1 of 9

National Dashboard Adaptor Service

Overview

Design and develop an adaptor service which extracts data from the state DIGIT installations and pushes it onto the National Dashboard instance periodically.

A list of tasks for this is tracked for the adaptor -

Scope

Adaptor to be deployed on state DIGIT installations
Periodically, the adaptor extracts data and aggregates it from the different DIGIT modules
Posts the data to the National Dashboard for the state
Bookkeeping is done for every adaptor data extract and pushes for audit and debugging
Out of scope: extraction from non-DIGIT sources

A national dashboard adaptor extracts data from the state DSS at a scheduled time which can be configured and then would ingest in the National Dashboard. The adaptor ingests data at the state/ULB/Ward level for each module on a daily basis. The adapter sends the data in a batch size of 50 to the national dashboard.

Deployment of Airflow DAG

Overview

This page provides steps to deploy Airflow DAG.

Deployment of Airflow

The Kubernetes environment is required for the deployment of Airflow.

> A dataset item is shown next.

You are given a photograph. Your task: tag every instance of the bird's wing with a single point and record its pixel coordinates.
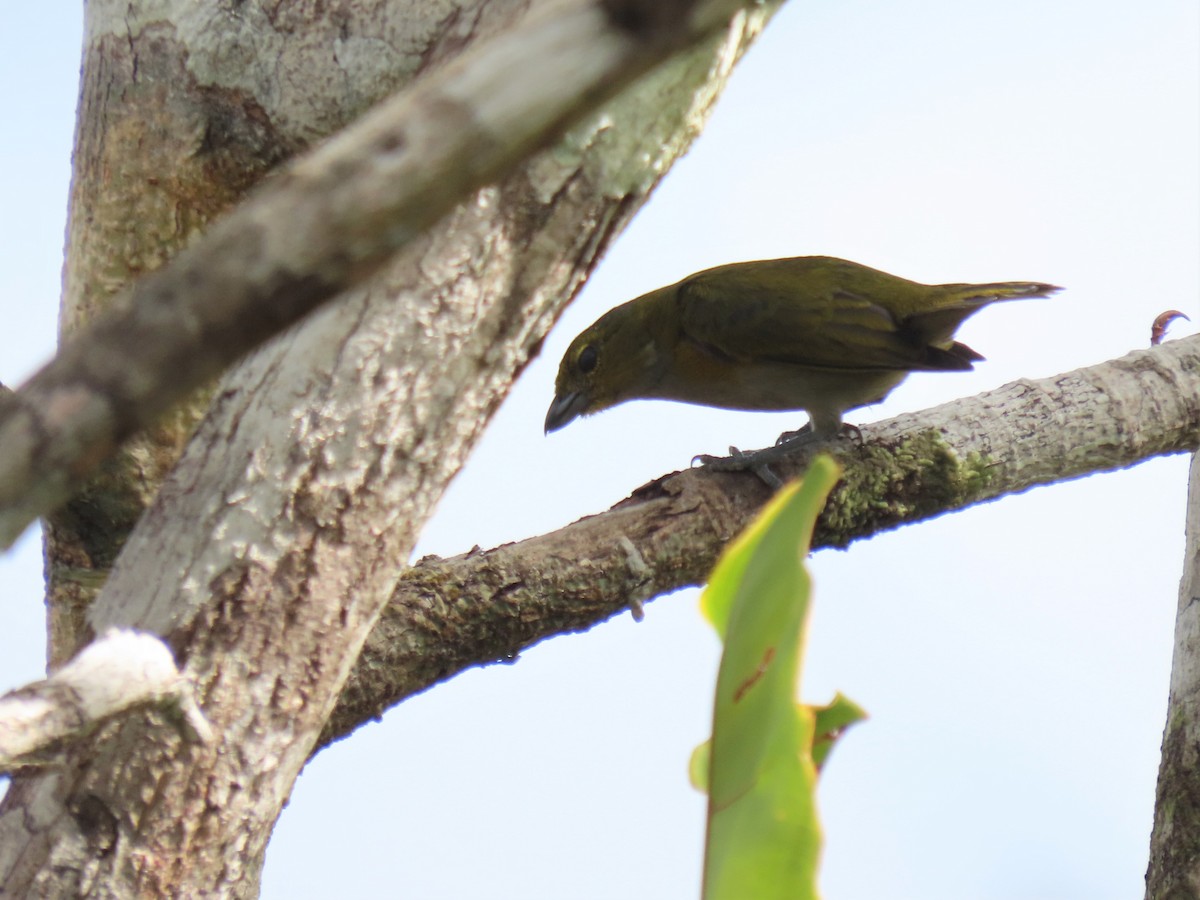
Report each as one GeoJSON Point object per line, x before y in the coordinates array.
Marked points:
{"type": "Point", "coordinates": [745, 317]}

Step 1: Clone the git repo for airflow, and update the values.yaml as per the requirement.

Step 2: Update the git repository URL and subpath for the directory in values.yaml

Example: the following params are updated as given below:

repo: "GitHub - pmidc-digit/utilities ”
repoSubPath: "egov-national-dashboard-accelerator/dag
branch: "develop

Step 3: Change the directory to airflow and update the helm. Update the helm repo locally and add the airflow repo to Helm using the command below:

helm repo add apache-airflow https://airflow.apache.org

The above command pulls the airflow repo and it is added to the local helm repository.

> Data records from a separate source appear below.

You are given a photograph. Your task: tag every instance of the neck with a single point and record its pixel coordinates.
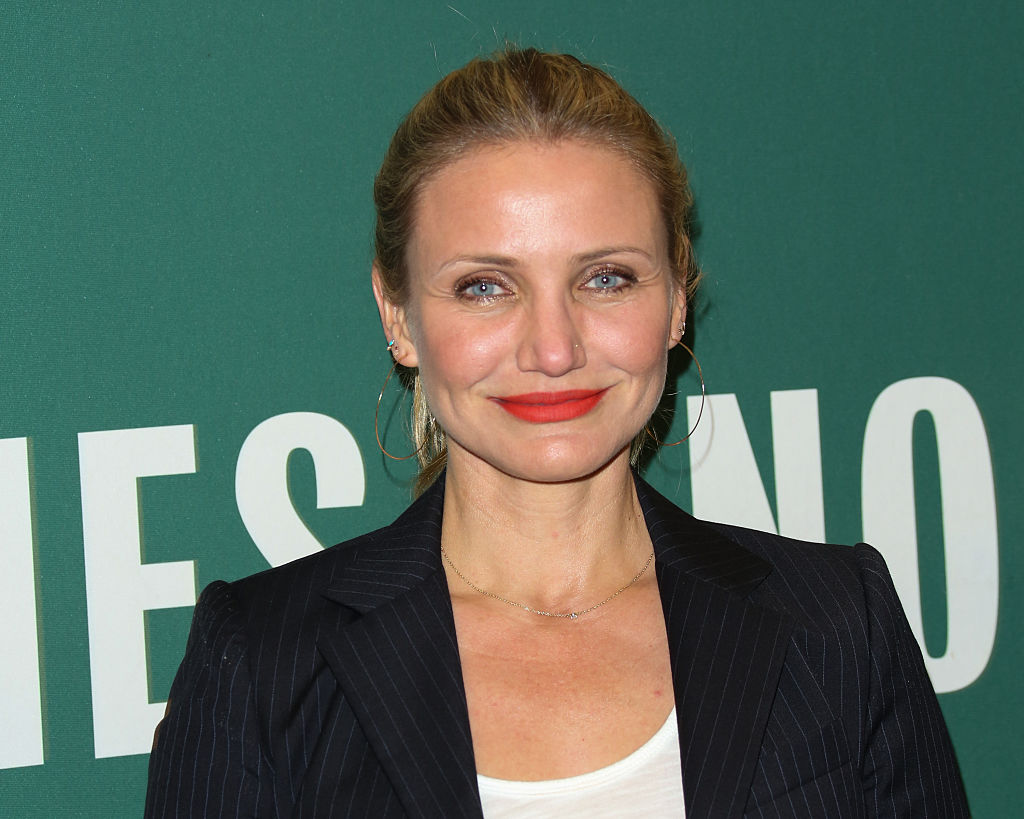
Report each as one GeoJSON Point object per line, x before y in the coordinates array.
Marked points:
{"type": "Point", "coordinates": [550, 546]}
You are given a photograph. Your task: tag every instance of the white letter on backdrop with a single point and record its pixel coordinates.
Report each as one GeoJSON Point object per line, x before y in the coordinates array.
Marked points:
{"type": "Point", "coordinates": [726, 483]}
{"type": "Point", "coordinates": [972, 549]}
{"type": "Point", "coordinates": [261, 480]}
{"type": "Point", "coordinates": [119, 587]}
{"type": "Point", "coordinates": [20, 706]}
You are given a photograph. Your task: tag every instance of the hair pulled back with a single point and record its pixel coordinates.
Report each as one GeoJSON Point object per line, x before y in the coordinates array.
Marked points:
{"type": "Point", "coordinates": [516, 95]}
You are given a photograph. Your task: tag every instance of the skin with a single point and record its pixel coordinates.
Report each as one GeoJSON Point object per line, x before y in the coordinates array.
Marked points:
{"type": "Point", "coordinates": [540, 267]}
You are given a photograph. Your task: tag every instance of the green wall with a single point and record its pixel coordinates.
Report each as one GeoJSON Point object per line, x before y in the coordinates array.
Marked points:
{"type": "Point", "coordinates": [184, 247]}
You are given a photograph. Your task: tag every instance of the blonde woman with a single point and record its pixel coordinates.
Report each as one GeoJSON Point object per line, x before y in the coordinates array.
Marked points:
{"type": "Point", "coordinates": [542, 634]}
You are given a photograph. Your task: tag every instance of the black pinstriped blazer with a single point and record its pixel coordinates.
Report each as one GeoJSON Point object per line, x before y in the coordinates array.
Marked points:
{"type": "Point", "coordinates": [331, 687]}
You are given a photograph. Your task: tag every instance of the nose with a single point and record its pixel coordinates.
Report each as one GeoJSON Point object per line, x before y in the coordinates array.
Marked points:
{"type": "Point", "coordinates": [551, 340]}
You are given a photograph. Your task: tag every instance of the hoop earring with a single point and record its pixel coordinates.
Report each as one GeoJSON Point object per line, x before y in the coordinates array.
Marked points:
{"type": "Point", "coordinates": [377, 413]}
{"type": "Point", "coordinates": [704, 397]}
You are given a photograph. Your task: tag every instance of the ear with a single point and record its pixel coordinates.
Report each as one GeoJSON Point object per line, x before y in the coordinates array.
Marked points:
{"type": "Point", "coordinates": [395, 324]}
{"type": "Point", "coordinates": [678, 315]}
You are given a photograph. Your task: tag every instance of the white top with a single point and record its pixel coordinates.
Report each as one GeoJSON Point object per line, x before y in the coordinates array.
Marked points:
{"type": "Point", "coordinates": [648, 783]}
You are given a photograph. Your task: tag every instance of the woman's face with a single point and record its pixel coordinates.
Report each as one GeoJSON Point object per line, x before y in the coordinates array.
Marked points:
{"type": "Point", "coordinates": [542, 307]}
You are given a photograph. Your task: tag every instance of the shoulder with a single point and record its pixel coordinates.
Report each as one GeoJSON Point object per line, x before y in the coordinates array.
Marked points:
{"type": "Point", "coordinates": [811, 580]}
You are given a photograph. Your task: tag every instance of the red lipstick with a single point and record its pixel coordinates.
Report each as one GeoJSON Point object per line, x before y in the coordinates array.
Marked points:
{"type": "Point", "coordinates": [547, 407]}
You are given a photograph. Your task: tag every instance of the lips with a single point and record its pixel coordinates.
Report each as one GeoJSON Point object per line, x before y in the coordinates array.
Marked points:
{"type": "Point", "coordinates": [547, 407]}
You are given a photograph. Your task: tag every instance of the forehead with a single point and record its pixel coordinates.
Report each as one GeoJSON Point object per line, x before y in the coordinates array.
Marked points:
{"type": "Point", "coordinates": [529, 197]}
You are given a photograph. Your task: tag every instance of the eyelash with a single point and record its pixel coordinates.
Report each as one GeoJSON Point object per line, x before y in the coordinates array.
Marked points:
{"type": "Point", "coordinates": [462, 288]}
{"type": "Point", "coordinates": [617, 272]}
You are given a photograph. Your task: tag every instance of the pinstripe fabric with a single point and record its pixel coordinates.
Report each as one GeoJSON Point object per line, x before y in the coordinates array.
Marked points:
{"type": "Point", "coordinates": [331, 687]}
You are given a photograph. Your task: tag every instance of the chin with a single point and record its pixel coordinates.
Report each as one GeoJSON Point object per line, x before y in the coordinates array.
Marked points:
{"type": "Point", "coordinates": [560, 464]}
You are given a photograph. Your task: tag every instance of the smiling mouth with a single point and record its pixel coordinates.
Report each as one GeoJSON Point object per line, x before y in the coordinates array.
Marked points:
{"type": "Point", "coordinates": [547, 407]}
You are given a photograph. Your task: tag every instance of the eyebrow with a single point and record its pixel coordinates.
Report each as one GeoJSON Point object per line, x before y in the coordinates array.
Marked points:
{"type": "Point", "coordinates": [583, 258]}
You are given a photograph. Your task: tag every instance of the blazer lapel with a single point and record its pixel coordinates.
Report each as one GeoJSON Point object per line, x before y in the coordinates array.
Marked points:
{"type": "Point", "coordinates": [398, 665]}
{"type": "Point", "coordinates": [726, 654]}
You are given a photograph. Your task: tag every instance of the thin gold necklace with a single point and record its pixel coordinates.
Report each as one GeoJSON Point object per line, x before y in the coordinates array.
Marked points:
{"type": "Point", "coordinates": [570, 615]}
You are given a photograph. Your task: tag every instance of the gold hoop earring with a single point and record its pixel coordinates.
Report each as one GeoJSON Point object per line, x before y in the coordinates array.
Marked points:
{"type": "Point", "coordinates": [377, 414]}
{"type": "Point", "coordinates": [704, 397]}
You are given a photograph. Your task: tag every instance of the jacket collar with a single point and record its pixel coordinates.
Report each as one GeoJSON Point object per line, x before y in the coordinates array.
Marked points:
{"type": "Point", "coordinates": [726, 653]}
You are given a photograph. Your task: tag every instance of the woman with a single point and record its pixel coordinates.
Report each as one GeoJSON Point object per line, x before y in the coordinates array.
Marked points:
{"type": "Point", "coordinates": [541, 633]}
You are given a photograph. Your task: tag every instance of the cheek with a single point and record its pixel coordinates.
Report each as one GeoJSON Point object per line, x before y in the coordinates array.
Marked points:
{"type": "Point", "coordinates": [456, 354]}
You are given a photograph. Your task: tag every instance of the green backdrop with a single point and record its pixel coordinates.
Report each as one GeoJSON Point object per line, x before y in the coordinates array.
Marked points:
{"type": "Point", "coordinates": [184, 248]}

Step 4: Installing Apache airflow after updating the helm repositories

helm install airflow apache-airflow/airflow --namespace egov

The above command will take the updated repo details.

Step 5: Upgrade the changes made to values.yaml using the command below.

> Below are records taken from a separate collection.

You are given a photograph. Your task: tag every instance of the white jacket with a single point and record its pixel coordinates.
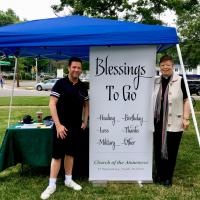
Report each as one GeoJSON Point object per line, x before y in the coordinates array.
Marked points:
{"type": "Point", "coordinates": [175, 100]}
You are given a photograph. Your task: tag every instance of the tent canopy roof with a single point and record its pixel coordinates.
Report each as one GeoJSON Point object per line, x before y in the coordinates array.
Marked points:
{"type": "Point", "coordinates": [63, 37]}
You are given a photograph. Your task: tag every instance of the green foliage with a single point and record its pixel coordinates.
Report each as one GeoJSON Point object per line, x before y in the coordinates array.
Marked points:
{"type": "Point", "coordinates": [8, 17]}
{"type": "Point", "coordinates": [34, 180]}
{"type": "Point", "coordinates": [95, 8]}
{"type": "Point", "coordinates": [189, 28]}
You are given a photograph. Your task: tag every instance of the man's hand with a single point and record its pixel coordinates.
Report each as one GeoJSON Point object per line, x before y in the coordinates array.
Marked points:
{"type": "Point", "coordinates": [186, 123]}
{"type": "Point", "coordinates": [84, 125]}
{"type": "Point", "coordinates": [61, 131]}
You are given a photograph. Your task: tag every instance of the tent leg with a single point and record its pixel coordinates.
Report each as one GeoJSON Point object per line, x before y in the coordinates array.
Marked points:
{"type": "Point", "coordinates": [12, 92]}
{"type": "Point", "coordinates": [188, 92]}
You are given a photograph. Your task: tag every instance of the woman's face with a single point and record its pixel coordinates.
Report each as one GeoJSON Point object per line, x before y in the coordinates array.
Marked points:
{"type": "Point", "coordinates": [166, 68]}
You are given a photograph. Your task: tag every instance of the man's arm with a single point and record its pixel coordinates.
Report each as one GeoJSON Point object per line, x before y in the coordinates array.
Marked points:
{"type": "Point", "coordinates": [61, 130]}
{"type": "Point", "coordinates": [186, 113]}
{"type": "Point", "coordinates": [85, 114]}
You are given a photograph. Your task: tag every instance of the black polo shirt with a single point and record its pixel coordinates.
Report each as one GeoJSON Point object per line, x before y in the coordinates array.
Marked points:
{"type": "Point", "coordinates": [70, 101]}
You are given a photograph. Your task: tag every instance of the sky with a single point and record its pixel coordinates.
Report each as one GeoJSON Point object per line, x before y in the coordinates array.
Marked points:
{"type": "Point", "coordinates": [30, 9]}
{"type": "Point", "coordinates": [40, 9]}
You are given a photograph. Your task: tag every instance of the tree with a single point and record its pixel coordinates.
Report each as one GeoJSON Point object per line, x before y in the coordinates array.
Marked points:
{"type": "Point", "coordinates": [8, 17]}
{"type": "Point", "coordinates": [96, 8]}
{"type": "Point", "coordinates": [189, 29]}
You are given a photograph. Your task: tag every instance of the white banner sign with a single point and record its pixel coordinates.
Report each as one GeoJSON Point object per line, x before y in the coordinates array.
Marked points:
{"type": "Point", "coordinates": [121, 87]}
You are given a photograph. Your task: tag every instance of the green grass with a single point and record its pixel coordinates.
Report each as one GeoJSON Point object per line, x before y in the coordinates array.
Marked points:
{"type": "Point", "coordinates": [25, 101]}
{"type": "Point", "coordinates": [29, 186]}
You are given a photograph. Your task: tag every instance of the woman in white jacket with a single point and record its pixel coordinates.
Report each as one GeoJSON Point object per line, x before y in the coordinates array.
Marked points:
{"type": "Point", "coordinates": [171, 117]}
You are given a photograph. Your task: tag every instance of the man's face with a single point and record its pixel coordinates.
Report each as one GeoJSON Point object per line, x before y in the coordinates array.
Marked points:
{"type": "Point", "coordinates": [166, 68]}
{"type": "Point", "coordinates": [75, 69]}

helm upgrade --install airflow apache-airflow/airflow -n airflow -f values.yaml

The above command updates the git repo, subpath and branch while deployment.

Step 6: Deployment is done pods service will start running with updated values.yaml

Latest files for the deployment: Attached below is the final "values.yaml" file. It syncs both the plugins and dags from the repo. Airflow Deployment

Trigger Airflow DAG

Steps to trigger airflow DAG

Overview

In Airflow, a DAG –Directed Acyclic Graph – is a collection of the tasks you want to run, organized in a way that reflects their relationships and dependencies.

A DAG is defined in a Python script, which represents the DAGs structure (tasks and their dependencies) as code.

Run DAG Airflow

Manual Trigger

1.Log onto the Punjab Prod server using the credentials:

URL: Sign In - Airflow

username: admin

password: admin

2. Trigger the DAG by clicking on the “Trigger DAG with Config” option.

3. Enter a date and click on the Trigger button

Format {“date”: “dd-MM-yyyy”}

4. Click on the Log option and expand the DAG to view the logs. Choose a stage for any module.

Logs can also be viewed in the Elastic search index adaptor_logs

GET adaptor_logs/_search - the timestamp is provided based on the day for which the logs are being searched.

Scheduled DAG

This DAG triggers every day at midnight for the previous day.

Bulk Insert For A Date Range

Execute the script to run the DAG for a date range for the staging NDB

sh iterate_over_date.sh <start-date> <end-date> ex: sh iterate_over_date.sh 01-03-2022 05-03-2022

date needs to be in the format of dd-mm-YYYY
range exclusive of the last date, [start-date, end-date). For instance: in the above example, the script will trigger DAG on 1st, 2nd, 3rd and 4th March. It will not be triggered on 5th March.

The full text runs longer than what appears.